Présenté à Cannes puis à Annecy en avant-première, Lascars se livre à nous pour le pire… mais surtout le meilleur !
Banlieue parisienne, un duo d'une cité du 93 veut partir en vacances. Malheureusement pour eux, tout ne va pas se passer comme prévu : en effet, ils ont acheté les mauvais billets d'avion et aucun retour en arrière n'est possible. C'est décidé, il n'y aura « aucunes vacances pour les vrais gars ! ».

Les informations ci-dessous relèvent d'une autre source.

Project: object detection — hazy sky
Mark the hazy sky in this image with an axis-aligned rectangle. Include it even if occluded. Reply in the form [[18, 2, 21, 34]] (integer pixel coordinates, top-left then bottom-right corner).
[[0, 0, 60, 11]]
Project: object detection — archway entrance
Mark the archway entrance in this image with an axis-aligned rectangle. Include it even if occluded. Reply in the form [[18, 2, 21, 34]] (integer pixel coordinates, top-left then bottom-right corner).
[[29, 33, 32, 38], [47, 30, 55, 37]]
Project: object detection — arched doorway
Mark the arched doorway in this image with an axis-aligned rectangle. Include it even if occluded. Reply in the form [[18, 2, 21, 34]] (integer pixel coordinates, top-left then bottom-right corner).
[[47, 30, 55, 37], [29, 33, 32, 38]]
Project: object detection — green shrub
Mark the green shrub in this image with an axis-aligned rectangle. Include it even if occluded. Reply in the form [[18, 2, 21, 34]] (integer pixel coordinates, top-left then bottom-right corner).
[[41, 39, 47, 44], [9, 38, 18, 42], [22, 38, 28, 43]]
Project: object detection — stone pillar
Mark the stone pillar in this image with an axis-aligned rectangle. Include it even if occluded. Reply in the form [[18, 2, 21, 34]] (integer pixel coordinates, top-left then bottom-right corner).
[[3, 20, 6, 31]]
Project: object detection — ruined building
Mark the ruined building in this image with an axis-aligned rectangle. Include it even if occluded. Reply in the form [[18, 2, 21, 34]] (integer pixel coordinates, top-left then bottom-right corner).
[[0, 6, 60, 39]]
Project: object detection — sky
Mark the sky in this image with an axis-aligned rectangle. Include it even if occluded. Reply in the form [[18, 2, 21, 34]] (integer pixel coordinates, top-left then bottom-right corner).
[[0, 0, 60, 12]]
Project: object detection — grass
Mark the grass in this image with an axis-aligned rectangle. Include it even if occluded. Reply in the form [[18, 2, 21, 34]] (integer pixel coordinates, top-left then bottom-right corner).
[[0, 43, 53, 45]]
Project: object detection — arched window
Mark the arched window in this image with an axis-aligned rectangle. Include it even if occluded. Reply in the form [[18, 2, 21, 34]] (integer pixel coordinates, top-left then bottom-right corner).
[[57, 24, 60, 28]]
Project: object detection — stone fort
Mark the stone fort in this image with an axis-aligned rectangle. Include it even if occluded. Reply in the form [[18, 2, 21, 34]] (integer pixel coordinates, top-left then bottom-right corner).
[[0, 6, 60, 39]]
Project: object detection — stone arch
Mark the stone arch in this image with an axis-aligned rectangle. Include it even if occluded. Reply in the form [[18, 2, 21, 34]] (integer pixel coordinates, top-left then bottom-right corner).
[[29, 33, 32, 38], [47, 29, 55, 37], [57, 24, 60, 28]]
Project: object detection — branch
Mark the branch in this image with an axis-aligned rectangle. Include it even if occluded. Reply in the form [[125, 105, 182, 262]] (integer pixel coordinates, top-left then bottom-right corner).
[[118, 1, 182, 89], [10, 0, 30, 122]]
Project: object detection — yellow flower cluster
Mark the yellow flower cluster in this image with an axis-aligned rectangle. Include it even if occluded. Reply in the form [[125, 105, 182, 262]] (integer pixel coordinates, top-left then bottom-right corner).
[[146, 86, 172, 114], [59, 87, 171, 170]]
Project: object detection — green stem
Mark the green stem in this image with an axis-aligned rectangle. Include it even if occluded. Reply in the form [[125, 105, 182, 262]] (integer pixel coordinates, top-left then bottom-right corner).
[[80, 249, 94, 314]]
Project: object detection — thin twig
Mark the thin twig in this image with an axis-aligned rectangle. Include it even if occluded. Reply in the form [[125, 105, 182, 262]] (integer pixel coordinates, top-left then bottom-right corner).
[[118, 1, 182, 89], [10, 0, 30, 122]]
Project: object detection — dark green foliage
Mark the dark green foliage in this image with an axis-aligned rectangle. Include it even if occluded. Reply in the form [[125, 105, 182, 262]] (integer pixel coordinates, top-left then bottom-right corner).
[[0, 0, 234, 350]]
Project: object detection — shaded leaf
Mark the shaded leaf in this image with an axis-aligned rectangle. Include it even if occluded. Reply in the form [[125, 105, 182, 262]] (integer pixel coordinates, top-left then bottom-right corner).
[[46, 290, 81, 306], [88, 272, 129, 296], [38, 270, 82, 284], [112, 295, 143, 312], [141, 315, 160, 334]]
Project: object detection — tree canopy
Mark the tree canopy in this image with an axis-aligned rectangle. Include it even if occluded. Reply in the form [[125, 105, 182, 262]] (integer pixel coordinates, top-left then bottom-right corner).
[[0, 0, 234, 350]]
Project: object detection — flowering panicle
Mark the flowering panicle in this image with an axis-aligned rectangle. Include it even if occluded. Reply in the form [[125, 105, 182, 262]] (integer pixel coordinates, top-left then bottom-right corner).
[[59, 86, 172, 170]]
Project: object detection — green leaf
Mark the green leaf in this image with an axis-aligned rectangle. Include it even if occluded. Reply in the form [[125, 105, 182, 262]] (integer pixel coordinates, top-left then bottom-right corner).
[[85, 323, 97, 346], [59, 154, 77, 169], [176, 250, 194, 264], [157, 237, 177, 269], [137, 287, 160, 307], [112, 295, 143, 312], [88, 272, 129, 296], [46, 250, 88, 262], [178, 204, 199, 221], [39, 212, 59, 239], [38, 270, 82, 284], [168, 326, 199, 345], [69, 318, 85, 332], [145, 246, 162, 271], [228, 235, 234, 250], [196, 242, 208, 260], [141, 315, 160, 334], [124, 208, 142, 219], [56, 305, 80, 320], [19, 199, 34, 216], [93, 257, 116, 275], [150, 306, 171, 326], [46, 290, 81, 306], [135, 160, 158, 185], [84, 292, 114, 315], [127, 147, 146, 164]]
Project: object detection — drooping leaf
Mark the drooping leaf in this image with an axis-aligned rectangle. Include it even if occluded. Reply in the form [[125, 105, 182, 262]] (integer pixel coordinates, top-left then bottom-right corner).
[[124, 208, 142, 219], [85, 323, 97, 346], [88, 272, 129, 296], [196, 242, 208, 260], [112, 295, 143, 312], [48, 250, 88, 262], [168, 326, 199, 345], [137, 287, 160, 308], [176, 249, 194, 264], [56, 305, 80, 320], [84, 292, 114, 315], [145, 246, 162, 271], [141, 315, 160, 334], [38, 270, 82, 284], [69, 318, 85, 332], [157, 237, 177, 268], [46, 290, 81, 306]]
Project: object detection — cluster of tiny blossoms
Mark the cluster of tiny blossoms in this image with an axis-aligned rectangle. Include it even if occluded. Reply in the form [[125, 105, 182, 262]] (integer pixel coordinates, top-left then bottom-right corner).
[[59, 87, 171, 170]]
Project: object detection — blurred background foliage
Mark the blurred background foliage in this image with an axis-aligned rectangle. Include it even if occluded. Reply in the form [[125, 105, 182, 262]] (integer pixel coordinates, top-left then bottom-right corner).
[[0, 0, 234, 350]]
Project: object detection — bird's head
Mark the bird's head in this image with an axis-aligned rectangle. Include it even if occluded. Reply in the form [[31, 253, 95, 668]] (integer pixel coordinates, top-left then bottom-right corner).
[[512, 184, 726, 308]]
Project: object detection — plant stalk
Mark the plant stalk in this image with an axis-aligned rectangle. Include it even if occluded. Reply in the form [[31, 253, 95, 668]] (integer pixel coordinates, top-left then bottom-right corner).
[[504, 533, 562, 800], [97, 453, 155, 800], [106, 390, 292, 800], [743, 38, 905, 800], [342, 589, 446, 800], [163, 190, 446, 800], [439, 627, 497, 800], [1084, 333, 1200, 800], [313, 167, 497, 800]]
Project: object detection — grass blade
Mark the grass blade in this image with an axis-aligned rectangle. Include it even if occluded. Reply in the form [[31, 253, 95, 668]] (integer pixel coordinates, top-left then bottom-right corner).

Porter à l'écran une série, qui plus est animée, est un challenge difficile. Pour
Les Simpson, le pari fut largement réussi grâce à l'inventivité toujours excellente des scénaristes américains. Grâce à
Canal + qui diffuse la série, les spectateurs vont enfin pouvoir retrouver Les
Lascars sur grand écran après de nombreux épisodes tous plus excellents les uns que les autres. Car une chose est certaine, c'est que le film est une excellente comédie qui ne cesse de nous faire rire grâce à un scénario bien trouvé, ne laissant aucune place aux temps morts. Pourtant, c'était mal parti : au début, on a le droit aux traditionnelles musiques typées rap, nous transportant ainsi dans l'ambiance des cités parisiennes. Mais dès que l'on fait la connaissance de Tony Merguez et de José Frelate, la sauce prend à merveille. Plein d'énergie, le film ne se prend pas au sérieux une seconde, et n'est pas là pour véhiculer un message en particulier. Ainsi, on se moque de tout, la totalité des acteurs majeurs d'une banlieue en prendront pour leur grade, quitte à caricaturer. Les policiers pour commencer, complètement déjantés, qui n'hésitent pas à boire de l'alcool tout en dansant sur de la techno, ou encore les fameux jeunes à l'entrée des immeubles avec leur bagnole toute carrossée, mais aussi les banlieues chics autour des « ghettos » parisiens.
Le scénario se permet tout, même le pire ! Et c'est cela que l'on apprécie, pas de censure, rien que de l'humour. De plus, l'histoire s'allie parfaitement bien avec les voix « en or » composant le casting du film. Tout d'abord
Vincent Cassel qui campe Merguez, l'un des personnages principaux, mais également en secondaire,
Omar Sy (Narbé),
Gilles Lellouche (Zoran) ou encore
Vincent Desagnat en producteur de porno (John Boolman). A cela s'ajoute un cast glamour qui vient dynamiser le duo principal,
Diane Kruger (Clémence) et
Frédérique Bel (Manuella). Cette dernière joue d'ailleurs un personnage féminin complètement fou, puisque très possessive. C'est le pire de ce que l'on peut trouver chez une femme en quelque sorte, lorsqu'un garçon veut rompre, c'est une véritable furie qui prend la place de Manuella et en plus… elle est flic !
Les graphismes sont également un point fort du film, puisqu'ils sont en 2D la plupart du temps, sur fond de réalisme. Les décors sont photo-réalistes, ce qui permet parfois de discerner les paysages de Paris, tout en mettant en scène des petits bonus à retrouver. Tout cela sur une bande son excellente, qui plaira au plus grand nombre que vous soyez fan de rap ou pas. Il y a toutefois quelques points noirs à retenir, car
Lascars est loin d'être un film parfait. Le langage utilisé est très « djeunizé » ce qui veut dire qu'il faudra aller à la projection avec une oreille avertie. Le public visé est jeune, mais pas trop, puisque les sujets restent parfois très tendancieux, entre le porno, la drogue, les armes ou l'alcool, vous auriez tort de vous embarquer dans cette aventure avec l'un de vos jeunes enfants.
Lascars est une très grosse surprise. Ne se prenant pas au sérieux une seconde, c'est du bonheur en barre, on rigole grâce à un humour omniprésent et une réalisation qui tranche avec les films d'animation d'aujourd'hui.